Liberty Bonds & Reconstruction of Lower Manhattan

What are Liberty Bonds

After the wake of the horrific attacks on September 11th, lower Manhattan lost roughly 13 million square feet of office space.  The estimated costs for this rebuilding effort was $20 billion on the low end up to $50 billion on the high end.  Estimates for the World Trade Center alone were $7 billion.  Such a huge undertaking required enormous amount of financing.  This proved challenging for many real estate developers as there was no equity in the buildings and due to the risks associated with the loans, they came with high interest rates.  This is where the government stepped in to assist New York with getting back on her feet.

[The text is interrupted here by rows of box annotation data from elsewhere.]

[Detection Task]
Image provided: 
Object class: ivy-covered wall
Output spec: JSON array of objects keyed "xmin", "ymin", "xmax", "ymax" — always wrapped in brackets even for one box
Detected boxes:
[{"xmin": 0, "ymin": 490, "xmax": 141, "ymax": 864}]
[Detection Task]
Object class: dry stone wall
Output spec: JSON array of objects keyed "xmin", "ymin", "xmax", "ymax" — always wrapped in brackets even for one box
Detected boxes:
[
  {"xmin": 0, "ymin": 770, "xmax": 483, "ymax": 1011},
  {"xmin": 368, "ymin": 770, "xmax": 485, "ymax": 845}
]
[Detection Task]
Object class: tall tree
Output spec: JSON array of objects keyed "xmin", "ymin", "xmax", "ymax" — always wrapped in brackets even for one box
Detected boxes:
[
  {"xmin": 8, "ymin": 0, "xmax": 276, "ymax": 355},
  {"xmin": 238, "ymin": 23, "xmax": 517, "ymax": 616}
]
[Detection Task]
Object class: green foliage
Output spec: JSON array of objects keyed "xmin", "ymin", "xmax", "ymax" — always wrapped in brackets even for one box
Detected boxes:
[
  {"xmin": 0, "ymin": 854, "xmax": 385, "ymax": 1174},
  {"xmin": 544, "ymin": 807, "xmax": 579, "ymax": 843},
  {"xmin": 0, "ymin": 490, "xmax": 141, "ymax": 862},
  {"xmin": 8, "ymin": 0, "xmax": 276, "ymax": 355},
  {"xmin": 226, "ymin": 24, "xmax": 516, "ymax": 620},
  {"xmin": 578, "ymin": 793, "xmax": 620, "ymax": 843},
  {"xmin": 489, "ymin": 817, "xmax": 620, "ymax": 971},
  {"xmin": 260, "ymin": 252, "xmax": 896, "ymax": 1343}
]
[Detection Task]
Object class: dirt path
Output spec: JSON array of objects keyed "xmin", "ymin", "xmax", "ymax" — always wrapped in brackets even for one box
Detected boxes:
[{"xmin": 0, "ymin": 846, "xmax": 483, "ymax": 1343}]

Congress Passes Liberty Bond Legislation

Congress took a proactive measure and passed the Job Creation and Worker Assistance act in 2002 which included many provisions to assist in the rebuilding of lower Manhattan.  The Liberty Bond legislation created a pool of $8 billion in tax-exempt financing from which New York City could extend to developers.  This has allowed commercial developers to secure financing at a much lower rate, with the expectation that once the projects are complete, the loans will be converted to fixed rates, and the rents secured from the buildings will be used to pay down the loans.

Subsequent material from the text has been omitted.